Transitioning to Fee
One of the most important trends in the retail brokerage industry over the past decade has been a shift away from traditional, commission-based business toward arrangements where clients pay an advisory fee based on the value of the holdings in the account. In the past three years alone, the percentage of industry assets in fee-based accounts has grown from 21% to 28%.
While many investment firms have encouraged advisors to transition their accounts and households to a fee-based model, advisors tend to lack guidance as to what the best approach is in making the transition, and what the financial impact might be.
In this edition of PriceMetrix Insights we show that:
- There are few ‘purely fee’ or ‘purely transactional’ advisors – almost all books contain both;
- Increasingly, individual clients are choosing to hold both kinds of accounts;
- An increase in fee asset concentration of an advisor’s book leads to an increase in the overall return on assets;
- The pace at which advisors choose to transition their books to fee varies widely;
- The pace at which advisors choose to transition has a meaningful impact on results, not only in terms of asset and revenue growth, but also in terms of the quality of the overall book.

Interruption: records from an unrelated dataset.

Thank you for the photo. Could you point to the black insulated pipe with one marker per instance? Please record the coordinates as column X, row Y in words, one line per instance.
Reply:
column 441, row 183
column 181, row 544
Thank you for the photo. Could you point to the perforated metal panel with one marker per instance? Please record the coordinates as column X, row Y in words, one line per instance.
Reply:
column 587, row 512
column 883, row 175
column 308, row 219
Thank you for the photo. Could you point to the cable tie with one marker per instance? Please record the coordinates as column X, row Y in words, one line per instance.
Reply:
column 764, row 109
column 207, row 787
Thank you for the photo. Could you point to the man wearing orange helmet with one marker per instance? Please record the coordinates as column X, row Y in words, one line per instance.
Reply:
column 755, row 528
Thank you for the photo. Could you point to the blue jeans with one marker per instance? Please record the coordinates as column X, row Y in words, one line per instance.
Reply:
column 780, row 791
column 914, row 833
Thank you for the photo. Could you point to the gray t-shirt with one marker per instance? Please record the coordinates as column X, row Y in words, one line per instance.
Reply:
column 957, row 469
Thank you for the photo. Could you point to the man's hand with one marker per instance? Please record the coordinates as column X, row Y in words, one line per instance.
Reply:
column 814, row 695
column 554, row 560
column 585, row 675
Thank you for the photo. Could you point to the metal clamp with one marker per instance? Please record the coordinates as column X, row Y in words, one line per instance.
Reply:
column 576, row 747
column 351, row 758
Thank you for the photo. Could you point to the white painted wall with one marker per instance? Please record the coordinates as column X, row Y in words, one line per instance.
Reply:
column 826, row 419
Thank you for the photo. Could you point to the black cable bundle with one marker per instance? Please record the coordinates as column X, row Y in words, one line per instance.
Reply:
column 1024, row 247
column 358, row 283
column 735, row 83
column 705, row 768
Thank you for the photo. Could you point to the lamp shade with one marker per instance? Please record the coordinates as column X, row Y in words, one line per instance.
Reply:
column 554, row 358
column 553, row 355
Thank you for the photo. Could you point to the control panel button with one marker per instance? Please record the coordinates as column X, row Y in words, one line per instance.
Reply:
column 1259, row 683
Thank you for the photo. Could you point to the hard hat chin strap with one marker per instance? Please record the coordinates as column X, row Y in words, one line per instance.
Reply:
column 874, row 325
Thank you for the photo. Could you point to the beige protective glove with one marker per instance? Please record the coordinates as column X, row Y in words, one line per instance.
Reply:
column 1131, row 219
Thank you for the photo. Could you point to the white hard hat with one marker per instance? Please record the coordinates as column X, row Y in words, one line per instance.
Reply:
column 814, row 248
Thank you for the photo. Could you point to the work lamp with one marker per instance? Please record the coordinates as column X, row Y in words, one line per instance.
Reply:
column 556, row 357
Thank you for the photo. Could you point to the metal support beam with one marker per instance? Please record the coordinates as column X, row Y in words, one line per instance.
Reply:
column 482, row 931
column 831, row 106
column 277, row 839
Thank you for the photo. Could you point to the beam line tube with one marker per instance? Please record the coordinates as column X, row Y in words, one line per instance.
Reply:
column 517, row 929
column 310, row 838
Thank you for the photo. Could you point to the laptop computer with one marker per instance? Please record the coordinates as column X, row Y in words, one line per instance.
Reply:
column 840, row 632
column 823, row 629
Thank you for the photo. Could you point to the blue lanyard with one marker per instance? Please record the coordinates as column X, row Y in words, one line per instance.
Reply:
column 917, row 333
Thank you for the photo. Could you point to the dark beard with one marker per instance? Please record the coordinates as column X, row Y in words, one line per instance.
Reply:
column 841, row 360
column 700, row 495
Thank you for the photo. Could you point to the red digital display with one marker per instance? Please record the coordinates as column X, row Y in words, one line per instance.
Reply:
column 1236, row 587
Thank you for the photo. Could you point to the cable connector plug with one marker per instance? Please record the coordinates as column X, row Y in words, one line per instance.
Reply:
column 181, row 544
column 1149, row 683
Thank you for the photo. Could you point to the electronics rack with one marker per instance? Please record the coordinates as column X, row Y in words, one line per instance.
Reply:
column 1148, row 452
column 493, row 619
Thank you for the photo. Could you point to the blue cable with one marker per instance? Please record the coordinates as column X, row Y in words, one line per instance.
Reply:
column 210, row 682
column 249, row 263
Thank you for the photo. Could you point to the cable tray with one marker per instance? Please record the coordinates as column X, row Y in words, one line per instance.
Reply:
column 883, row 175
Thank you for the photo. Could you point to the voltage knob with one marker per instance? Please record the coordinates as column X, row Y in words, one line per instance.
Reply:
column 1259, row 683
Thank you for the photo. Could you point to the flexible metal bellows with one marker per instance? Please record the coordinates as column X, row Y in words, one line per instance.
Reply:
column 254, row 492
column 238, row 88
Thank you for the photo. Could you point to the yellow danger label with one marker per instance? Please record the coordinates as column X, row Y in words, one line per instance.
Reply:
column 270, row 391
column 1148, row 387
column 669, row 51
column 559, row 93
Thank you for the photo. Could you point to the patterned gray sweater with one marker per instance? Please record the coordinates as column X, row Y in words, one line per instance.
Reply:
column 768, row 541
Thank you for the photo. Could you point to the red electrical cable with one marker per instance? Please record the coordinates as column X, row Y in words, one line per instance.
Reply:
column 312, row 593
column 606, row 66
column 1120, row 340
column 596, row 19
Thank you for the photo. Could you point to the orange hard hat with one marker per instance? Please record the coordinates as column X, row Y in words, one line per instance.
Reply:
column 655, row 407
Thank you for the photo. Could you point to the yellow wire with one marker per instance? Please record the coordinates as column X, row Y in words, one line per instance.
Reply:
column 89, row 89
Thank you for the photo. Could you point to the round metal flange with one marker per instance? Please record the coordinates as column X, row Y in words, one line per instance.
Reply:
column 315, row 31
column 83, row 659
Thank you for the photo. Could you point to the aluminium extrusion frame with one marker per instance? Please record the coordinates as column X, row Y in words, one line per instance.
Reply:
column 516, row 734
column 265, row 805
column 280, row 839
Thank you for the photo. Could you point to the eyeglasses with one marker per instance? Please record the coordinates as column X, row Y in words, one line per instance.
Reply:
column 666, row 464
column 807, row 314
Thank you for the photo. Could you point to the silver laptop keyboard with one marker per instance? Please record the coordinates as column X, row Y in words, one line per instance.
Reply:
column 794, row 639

This report is made possible by PriceMetrix aggregated retail brokerage data representing 3.2 million investors, 500 million transactions, 1 million fee-based accounts, 4 million transactional accounts, and over $900 billion in investment assets. PriceMetrix combines its patented process for collecting and classifying data with proprietary measures of revenue, assets, and households to create the most insightful and granular retail wealth management database available today.
All results are reported as of May 2012. PriceMetrix found no significant difference between the U.S. and Canadian markets, so all results presented in this paper are for the combined North American market.